Die Entscheidung über das geeignete Verfahren trifft der Augenarzt – individuell und basierend auf dem Verlauf, den Bildgebungen (z. B. OCT) und den Bedürfnissen der Patientin oder des Patienten.
Leben mit diabetischer Retinopathie
Eine fortschreitende Netzhauterkrankung kann viele Lebensbereiche beeinträchtigen: Mobilität, Beruf, Freizeit, Selbstständigkeit. Die Diagnose kann Unsicherheit, Angst und Trauer auslösen – das ist ganz normal.

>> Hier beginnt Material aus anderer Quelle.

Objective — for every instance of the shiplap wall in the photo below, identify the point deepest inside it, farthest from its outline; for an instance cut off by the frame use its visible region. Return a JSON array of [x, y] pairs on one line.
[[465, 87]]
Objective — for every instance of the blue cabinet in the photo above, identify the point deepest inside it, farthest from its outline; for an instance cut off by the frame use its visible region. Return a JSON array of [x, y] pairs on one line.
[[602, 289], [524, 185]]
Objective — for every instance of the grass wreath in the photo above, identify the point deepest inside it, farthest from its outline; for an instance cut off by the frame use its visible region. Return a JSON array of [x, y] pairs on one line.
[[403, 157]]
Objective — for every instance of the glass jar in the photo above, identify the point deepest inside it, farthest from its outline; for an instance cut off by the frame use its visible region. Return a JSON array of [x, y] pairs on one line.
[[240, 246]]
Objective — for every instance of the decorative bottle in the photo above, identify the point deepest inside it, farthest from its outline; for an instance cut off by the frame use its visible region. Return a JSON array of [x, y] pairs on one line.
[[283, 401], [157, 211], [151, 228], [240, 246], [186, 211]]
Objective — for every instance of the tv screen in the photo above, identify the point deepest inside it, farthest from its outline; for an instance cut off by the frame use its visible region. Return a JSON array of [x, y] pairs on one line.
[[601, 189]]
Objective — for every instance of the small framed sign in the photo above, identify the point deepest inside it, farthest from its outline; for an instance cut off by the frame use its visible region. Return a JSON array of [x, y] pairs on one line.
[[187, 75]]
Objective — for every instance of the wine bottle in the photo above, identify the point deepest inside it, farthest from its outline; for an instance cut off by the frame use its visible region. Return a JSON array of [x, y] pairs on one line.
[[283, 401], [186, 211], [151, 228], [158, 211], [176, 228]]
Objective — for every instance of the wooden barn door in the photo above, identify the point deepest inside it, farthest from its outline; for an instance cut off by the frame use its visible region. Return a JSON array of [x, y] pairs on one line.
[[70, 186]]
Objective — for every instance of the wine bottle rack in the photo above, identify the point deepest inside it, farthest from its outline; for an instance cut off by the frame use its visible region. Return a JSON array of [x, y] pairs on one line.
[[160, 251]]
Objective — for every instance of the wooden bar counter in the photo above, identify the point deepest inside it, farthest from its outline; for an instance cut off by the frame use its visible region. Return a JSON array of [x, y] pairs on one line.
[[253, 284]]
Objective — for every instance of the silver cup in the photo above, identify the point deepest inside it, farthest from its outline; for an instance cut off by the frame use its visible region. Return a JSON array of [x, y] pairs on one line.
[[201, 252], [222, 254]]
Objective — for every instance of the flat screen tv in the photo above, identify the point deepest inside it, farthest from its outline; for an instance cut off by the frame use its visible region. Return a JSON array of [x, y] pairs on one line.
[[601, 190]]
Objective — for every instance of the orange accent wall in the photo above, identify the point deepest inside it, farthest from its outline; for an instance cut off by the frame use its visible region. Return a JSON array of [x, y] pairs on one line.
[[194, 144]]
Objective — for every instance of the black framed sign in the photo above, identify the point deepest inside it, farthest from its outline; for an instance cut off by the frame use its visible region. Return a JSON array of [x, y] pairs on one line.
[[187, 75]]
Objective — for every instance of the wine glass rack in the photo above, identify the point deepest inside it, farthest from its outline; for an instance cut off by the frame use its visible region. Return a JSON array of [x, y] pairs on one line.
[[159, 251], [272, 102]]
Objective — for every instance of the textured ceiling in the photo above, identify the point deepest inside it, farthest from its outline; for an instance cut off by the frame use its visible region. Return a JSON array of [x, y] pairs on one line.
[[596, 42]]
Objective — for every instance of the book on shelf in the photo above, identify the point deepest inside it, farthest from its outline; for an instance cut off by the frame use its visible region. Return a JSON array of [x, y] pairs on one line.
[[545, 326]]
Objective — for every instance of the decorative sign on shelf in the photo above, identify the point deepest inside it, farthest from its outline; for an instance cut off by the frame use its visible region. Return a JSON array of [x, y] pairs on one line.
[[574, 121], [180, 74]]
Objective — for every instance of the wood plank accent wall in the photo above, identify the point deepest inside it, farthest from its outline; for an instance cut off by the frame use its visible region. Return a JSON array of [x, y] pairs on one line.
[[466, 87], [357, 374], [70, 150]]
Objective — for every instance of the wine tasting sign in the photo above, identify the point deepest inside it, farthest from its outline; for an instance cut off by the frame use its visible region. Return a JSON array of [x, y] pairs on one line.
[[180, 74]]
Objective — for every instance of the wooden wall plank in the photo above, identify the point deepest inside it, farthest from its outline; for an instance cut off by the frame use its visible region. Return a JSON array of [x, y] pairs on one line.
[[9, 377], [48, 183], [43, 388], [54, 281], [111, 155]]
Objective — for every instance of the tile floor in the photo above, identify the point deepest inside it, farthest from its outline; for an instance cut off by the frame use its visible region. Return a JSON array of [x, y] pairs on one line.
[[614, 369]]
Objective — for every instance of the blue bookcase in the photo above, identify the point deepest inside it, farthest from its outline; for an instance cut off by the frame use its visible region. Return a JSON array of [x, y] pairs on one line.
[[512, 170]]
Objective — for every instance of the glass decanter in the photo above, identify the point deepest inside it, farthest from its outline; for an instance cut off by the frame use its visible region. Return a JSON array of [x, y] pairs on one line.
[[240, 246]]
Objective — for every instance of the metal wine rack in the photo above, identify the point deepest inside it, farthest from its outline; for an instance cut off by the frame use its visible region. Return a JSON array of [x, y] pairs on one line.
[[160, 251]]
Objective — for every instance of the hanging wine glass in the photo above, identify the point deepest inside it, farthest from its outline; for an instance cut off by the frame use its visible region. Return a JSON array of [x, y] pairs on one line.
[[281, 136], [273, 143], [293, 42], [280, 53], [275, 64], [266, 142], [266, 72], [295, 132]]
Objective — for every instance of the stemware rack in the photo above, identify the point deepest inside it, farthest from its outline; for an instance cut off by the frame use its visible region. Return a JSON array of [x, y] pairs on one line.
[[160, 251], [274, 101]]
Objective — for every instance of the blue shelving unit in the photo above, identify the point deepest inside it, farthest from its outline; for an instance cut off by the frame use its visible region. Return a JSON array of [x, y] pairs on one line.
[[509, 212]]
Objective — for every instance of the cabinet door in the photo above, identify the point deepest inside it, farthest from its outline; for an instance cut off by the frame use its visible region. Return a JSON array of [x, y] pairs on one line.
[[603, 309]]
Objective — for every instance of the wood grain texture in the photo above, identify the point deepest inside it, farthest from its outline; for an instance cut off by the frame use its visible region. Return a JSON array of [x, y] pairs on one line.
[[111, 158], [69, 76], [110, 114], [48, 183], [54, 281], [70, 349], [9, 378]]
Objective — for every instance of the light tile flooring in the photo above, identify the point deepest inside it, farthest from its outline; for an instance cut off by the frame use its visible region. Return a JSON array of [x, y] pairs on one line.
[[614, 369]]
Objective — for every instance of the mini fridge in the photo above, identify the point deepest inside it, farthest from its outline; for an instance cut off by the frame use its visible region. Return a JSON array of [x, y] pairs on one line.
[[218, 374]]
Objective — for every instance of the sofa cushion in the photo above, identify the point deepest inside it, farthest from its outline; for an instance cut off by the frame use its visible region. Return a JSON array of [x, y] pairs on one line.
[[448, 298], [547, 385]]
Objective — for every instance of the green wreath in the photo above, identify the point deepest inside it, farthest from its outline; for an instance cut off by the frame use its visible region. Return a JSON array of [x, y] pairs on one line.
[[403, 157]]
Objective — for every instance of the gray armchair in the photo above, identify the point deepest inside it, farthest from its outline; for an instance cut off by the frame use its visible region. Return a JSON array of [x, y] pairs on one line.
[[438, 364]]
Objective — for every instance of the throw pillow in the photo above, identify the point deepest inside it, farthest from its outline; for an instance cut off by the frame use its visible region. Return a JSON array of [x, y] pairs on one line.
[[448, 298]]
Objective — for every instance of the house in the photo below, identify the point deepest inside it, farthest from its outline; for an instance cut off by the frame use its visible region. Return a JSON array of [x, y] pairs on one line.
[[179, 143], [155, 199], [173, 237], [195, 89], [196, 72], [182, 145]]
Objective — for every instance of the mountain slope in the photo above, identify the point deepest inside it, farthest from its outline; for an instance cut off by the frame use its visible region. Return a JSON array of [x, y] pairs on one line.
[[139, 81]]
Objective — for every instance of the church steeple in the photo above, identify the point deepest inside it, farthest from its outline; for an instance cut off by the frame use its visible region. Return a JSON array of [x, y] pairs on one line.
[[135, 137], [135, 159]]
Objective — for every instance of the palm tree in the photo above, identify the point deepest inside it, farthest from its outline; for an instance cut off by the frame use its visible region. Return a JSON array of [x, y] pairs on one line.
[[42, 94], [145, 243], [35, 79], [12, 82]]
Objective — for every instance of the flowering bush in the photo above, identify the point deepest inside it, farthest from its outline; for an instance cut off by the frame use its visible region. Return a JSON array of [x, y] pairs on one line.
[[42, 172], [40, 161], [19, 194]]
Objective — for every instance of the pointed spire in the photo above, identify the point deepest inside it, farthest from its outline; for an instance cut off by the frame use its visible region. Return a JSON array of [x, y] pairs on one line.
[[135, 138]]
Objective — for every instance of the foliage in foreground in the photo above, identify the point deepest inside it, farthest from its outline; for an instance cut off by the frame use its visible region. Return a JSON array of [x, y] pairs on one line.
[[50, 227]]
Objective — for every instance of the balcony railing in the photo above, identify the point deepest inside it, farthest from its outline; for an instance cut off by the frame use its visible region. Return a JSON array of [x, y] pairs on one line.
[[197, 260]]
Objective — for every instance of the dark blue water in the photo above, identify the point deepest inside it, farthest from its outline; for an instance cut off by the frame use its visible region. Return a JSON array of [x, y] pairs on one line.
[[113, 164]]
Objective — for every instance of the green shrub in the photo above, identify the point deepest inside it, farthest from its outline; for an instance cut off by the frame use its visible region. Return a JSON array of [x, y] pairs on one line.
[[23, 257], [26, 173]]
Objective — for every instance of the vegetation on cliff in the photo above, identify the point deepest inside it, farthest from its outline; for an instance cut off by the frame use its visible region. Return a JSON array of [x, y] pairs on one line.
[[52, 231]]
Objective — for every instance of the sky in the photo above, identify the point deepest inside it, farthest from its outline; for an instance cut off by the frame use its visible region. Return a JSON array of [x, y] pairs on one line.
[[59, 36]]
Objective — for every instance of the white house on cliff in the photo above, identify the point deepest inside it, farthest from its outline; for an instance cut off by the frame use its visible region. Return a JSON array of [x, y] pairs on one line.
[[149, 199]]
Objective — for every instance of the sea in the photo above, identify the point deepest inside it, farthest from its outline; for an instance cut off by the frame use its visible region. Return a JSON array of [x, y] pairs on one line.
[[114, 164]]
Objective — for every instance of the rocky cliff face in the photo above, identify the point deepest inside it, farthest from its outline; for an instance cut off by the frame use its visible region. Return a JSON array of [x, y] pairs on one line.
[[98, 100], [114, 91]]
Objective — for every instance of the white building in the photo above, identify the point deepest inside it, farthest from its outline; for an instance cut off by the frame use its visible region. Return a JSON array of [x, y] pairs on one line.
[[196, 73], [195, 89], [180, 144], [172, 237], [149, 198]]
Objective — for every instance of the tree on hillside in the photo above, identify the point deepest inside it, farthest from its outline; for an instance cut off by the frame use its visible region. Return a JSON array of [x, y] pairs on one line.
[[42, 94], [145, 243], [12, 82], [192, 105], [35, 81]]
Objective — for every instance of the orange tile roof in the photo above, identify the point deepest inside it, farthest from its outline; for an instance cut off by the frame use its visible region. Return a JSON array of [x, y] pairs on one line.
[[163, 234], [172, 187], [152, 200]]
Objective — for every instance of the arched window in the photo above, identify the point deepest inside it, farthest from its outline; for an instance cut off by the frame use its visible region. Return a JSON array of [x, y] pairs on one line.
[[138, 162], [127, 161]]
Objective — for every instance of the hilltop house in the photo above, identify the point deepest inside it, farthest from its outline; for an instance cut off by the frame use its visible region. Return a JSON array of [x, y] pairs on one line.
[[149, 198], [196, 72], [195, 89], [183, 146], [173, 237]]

Doch es gibt Wege zurück in ein erfülltes Leben. Viele Betroffene berichten, wie sie mit Hilfsmitteln, Selbsthilfegruppen, Beratung und Therapien wieder Lebensqualität gewonnen haben:
„Ich kann nicht mehr Auto fahren – aber mit einer guten Lesehilfe, einer Fahrkarte und Unterstützung meiner Familie habe ich mich neu eingerichtet.“
Hilfsmittel wie Lupen, Bildschirmlesegeräte, vergrößerte Schrift oder akustische Ausgaben können viel ausgleichen. Auch der Austausch mit anderen hilft: zu merken, dass man nicht allein ist, gibt Kraft.